Our patients had a complete rupture of the hamstrings caused by a waterskiing accident. In literature, many cases of a hamstring tendon rupture caused by waterskiing are described [4-7]. A complete proximal hamstring rupture is in almost all cases caused by trauma. Patients complaint of pain at the back of their thigh. Flexion of knee and extension of hip is decreased.

On physical examination several days after trauma, swelling and ecchymosis is seen at the back of the upper leg because of hematoma formation. At the site of the origin of the hamstrings, there is a palpable defect. At testing strength of the leg, flexion of the knee and extension of the hip is decreased.
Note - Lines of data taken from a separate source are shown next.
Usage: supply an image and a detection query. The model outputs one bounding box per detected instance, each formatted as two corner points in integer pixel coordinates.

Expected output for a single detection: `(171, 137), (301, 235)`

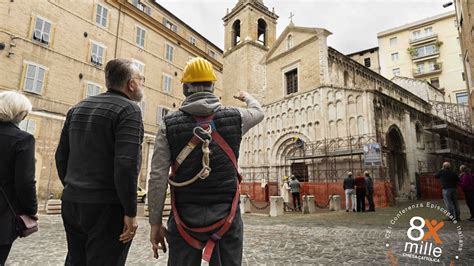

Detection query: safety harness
(168, 115), (242, 262)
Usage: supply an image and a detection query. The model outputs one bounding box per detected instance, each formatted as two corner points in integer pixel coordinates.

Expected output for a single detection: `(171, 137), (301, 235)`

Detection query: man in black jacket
(56, 59), (145, 265)
(435, 162), (461, 221)
(342, 172), (356, 212)
(364, 171), (375, 212)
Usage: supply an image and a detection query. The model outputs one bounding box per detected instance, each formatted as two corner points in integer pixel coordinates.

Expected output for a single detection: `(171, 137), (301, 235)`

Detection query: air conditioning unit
(91, 54), (102, 66)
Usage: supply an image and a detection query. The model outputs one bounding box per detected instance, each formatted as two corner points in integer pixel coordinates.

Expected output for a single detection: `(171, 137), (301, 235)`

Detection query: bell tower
(222, 0), (278, 105)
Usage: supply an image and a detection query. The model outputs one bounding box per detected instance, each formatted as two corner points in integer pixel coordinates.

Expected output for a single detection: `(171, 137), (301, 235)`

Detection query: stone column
(240, 195), (250, 213)
(329, 195), (341, 211)
(270, 196), (283, 217)
(402, 111), (417, 195)
(303, 195), (316, 214)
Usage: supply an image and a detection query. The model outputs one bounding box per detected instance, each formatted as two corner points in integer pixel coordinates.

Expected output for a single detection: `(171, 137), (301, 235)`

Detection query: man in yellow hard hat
(148, 57), (264, 265)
Besides ultrasonography, MRI-scan is advised to confirm diagnosis. Besides this confirmation, MRI gives information about the level of retraction and quality of the ruptured muscle.

Treatment of a proximal hamstring rupture can be operative or conservative. In a study of 12 complete and partial hamstring ruptures caused by waterskiing accidents, the conservative treatment was studied [8]. Seven patients were able to participate there pre-injury sports at a lower level. The other 5 patients were unable to run, and could not practice their sports. Because of the poor results of conservative treatment, we decided to operate patients with a proximal hamstring rupture with sportive ambitions.

Operative reconstruction of a proximal hamstring rupture can be done in an acute and chronic stadium. In general, results of operative treatment are better in the acute stadium, i.e., within 4 weeks after trauma, than older ruptures [4–7, 9–12]. At a longer existing rupture, there is retraction of the muscle stump. Reconstruction can be impossible if retraction of the stump causes a long distance between the stump and the ischial tuberosity. Reconstruction with tendon allograft to bridge the gap is described to solve this problem [13, 14]. Another disadvantage of late operative treatment is scar formation around the sciatic nerve causing lesion of it during preparation. Quality of tendons and muscle tissue decreases in time because of increased fat content, as described earlier at rotator cuff muscle [15]. Because of these negative factors, acute reconstruction of the complete hamstring ruptures is advised.

One year after surgery both patients had no limitations in daily life activity. The patients continued their sports at competitive level, although they had not reached their pre-injury level yet. An explanation for this shortcoming is that both patients restarted acting their sports at competitive level not long for our follow-up. In daily activities both patients did not have any complaints. Both patients were satisfied with the result of their operation in spite of the invalidating after treatment.

Results of operative reconstruction are often good. Patients could practice their sports in most cases at pre-injury level 6–12 months after operation [4–7, 9, 10, 12, 16]. In contrary were the results of conservative-treated patients [8]. Results of randomized, controlled studies are absent, but small series show better results with operative treatment, especially at patients with sportive ambitions.